En aquel estudio, estas personas dijeron lo siguiente:
Primero: que la recuperación no la entendían como un resultado, sino como un proceso que sigue a un periodo de extraordinario sufrimiento, y que se caracteriza por ser un proceso de mejoría lenta, incremental, pero definitivamente discernible a nivel subjetivo. En contraste con el discurso preponderante de un triunfo exitoso sobre la adversidad, la experiencia subjetiva de los participantes en el estudio hablaba de la recuperación como algo gradual e incremental, que tenía lugar en las diversas facetas del día a día, teniendo lugar por tanto en el seno de la cotidianidad. Es decir, lo que llama la atención del proceso de recuperación que experimentaban estas personas es su carácter de ritual diario y constante de recuperación que se desarrollaba en actos cotidianos como levantarse de la cama, hacerse el desayuno, quedar con amigos, el cuidado de uno mismo y de las relaciones interpersonales, o el distraerse de las voces que en ocasiones escuchaban.

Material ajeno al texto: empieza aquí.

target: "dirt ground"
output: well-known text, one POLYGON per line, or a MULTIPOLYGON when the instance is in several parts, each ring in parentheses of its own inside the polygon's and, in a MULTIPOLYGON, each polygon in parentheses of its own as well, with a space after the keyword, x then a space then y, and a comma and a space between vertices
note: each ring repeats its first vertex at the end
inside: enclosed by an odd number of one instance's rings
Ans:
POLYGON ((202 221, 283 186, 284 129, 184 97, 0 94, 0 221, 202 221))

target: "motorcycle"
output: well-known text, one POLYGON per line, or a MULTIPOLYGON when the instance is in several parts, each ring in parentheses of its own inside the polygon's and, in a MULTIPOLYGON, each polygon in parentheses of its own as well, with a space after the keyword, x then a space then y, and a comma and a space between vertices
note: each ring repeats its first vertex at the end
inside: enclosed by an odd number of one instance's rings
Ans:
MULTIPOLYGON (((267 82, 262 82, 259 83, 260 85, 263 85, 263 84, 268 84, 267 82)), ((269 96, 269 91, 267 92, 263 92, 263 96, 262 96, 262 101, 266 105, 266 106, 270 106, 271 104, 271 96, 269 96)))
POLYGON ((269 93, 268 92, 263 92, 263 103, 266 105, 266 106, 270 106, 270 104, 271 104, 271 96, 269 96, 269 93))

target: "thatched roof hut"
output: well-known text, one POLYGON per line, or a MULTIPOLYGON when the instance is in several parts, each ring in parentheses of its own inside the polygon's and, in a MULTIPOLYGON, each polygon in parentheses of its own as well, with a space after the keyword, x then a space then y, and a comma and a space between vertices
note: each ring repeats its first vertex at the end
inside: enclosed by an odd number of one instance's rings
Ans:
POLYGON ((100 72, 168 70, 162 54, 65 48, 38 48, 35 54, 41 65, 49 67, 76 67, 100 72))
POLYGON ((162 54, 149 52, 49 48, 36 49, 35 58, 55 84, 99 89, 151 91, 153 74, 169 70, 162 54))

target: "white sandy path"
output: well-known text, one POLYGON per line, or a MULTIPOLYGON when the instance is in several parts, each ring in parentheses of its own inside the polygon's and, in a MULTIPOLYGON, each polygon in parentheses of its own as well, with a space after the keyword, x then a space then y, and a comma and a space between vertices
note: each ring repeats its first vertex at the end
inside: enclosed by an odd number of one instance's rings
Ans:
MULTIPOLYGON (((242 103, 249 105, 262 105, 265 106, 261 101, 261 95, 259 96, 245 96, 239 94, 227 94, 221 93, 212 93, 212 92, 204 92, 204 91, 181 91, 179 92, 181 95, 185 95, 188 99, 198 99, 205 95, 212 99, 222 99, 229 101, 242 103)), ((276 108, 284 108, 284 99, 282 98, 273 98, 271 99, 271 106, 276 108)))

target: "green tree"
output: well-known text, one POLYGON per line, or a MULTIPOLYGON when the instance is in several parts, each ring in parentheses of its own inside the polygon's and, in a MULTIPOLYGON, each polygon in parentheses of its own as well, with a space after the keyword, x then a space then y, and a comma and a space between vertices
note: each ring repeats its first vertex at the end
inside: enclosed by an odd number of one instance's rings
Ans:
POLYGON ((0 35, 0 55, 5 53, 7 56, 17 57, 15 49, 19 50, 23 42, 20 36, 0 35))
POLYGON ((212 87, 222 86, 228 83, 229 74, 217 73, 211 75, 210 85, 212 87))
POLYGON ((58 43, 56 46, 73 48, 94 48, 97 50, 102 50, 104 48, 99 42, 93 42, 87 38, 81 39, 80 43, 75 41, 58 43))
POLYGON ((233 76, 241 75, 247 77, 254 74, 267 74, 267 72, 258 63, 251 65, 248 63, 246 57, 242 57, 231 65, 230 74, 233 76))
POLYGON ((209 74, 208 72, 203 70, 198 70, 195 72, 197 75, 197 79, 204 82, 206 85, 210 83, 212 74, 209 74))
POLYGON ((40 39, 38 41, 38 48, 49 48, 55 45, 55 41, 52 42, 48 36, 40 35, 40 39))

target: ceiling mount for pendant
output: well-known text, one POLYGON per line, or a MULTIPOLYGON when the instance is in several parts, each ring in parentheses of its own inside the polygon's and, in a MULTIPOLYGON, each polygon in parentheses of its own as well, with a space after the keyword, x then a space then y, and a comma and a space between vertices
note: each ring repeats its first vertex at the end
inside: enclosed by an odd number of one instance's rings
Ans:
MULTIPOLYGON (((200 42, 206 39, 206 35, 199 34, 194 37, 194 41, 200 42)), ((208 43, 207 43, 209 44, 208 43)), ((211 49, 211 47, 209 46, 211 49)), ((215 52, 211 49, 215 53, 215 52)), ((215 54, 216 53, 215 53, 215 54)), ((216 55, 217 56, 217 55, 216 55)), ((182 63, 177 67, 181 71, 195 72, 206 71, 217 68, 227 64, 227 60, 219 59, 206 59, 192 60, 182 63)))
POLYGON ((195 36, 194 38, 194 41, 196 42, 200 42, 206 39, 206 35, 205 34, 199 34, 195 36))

Es a través de estos actos cotidianos del día a día, a través de estas pequeñas pero acumulativas e incrementales ceremonias que la persona se convertía en el agente de su propio proceso transformador.
Se trata de un concepto de recuperación que pone precisamente el énfasis en el control personal y en la relación de la persona consigo misma y con los demás como ejes centrales de su proceso evolutivo. Lejos de esto, el discurso biologicista que actualmente reina en las consultas, universidades, hospitales y escuelas, limita la capacidad intrínseca del concepto «terapéutico», ya que la persona queda reducida a un mero desequilibrio neurobioquímico que sólo se puede restaurar tomando unas pastillas, y que sólo podrá dejar de tomarlas cuando se recupere. Y que la recuperación es un fin (medalla, dávida, etiqueta) cuya definición les es dada para que se la traguen junto con las pastillas, con un vasito de agua tibia, diariamente, y mejor en ayunas.
Les invito por tanto a reflexionar en torno a lo que entendemos por recuperación, y todos podemos hacerlo en nuestras carnes, porque es un proceso similar al de construcción de salud, algo del día a día, para el que no hace falta tener ningún diagnóstico, que tiene que ver con cómo elegimos relacionarnos con nosotros mismos y con el mundo, cómo decidimos comer, consumir, qué espacios públicos y privados usamos y cuáles abandonamos, y, sobre todo, si nos responsabilizamos nosotros mismos de él o lo relegamos.
1Jenkins, J., & Carpenter-Song, E. (2005). The New Paradigm of Recovery from Schizophrenia: Cultural condrums of improvement without care. Culture, Medicine and Psychiatry(29), 379-413.